Sufro de envejecer, porque si he amado

puse en amar mi corazón entero;

llámalo tú pecado,

yo lo llamo pasión… Ya sé que muero,

ya sé que me despido

melancólicamente;

ya sé que viene prematuro olvido

aletear en torno de mi frente;

pero, –alma a flor de labio– te confieso

que, en el horror de la agonía, nada

pondrá tanto esplendor en mi mirada

como el recuerdo del sabor de un beso

sobre una boca ardiente y adorada.

 

El soneto de la tarde

¿Por qué estoy melancólico? Es la hora

del vermouth, del fastidio y la neblina,

cuando de nuestro espíritu en la ruina

cada recuerdo es una trepadora.

 

Sobre la urbe espléndida y sonora

va la sombra a tender su muselina

y el cielo; con su estrella vespertina,

es una inmensa soledad que llora.

 

Dejo la copa y pienso… pienso mucho.

No sé que hacer… la charla me contrista.

Me parece de súbito que escucho

 

las confidencias de un dolor secreto,

y cuando en el papel clavo la vista

hallo, en vez de una lágrima, un soneto.

 

Obsesión

¿Hasta aquí me persigues! Es en vano

que huya y me oculte con medroso tiento.

La mustia flor me acecha desde el piano,

está lleno de tu alma el aposento.

 

En la hoja de un libro arde tu mano;

en el quieto marfil duerme tu acento.

¡Ah, si cual nos vengamos de un tirano,

pudiese estrangular mi pensamiento.

 

¡Morir! ¿Y a qué?… No es que se torne inerte

mi brazo, ante el espanto de la muerte.

¡Es que me acusarían mis despojos,

 

pues sé que, aun más allá de mí agonía,

tu luminosa imagen surgiría

sobre el ópalo turbio de mis ojos.

 

El regreso

Desperté llorando por mi hogar desierto,

por mi infancia ida, por mi padre muerto.

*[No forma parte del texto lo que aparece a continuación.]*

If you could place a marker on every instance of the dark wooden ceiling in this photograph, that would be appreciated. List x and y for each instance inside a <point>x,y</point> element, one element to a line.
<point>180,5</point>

Días, meses, años han pasado ya

y en la casa en ruinas, desde los cimientos

hasta las cornisas de los aposentos,

¡todo qué distinto, qué cambiado está!

 

Me acosté llorando por las viejas horas

(mañanas alegres, tardes soñadoras,

perezosas siestas). Me dormí y soñé

que “él” había vuelto de un viaje lejano,

curvas las espaldas y el cabello cano...

También muy distinto de cuando se fue.

 

Aguardando siempre, ¡siempre su regreso!,

no nos extrañamos. Sentimos su beso

sobre nuestras frentes, tibio y familiar.

Mi madre suspira. Los viejos sirvientes

tienen a su vista gestos reverentes

y el can favorito se pone a brincar.

 

¡Qué viaje tan largo, tan largo Dios mío!

¡Durante su ausencia, qué rachas de hastío,

qué sombras de pena, qué nieblas de horror!

Él calla. Parece que lee en nosotros:

la tristeza de unos, el cansancio de otros

y en todos un mundo de ensueño y dolor.

 

¡Qué viaje tan largo, tan largo, Dios mío!

Ante la ceniza del hogar ya frío,

rodeado de todos nos pregunta: –Y bien,

¿muy viejo me encuentran? Hablen sin cuidado.

–Sí, padre –decimos– estás muy cambiado.

Y él: –¡Pobres muchachos!, ¡ustedes también!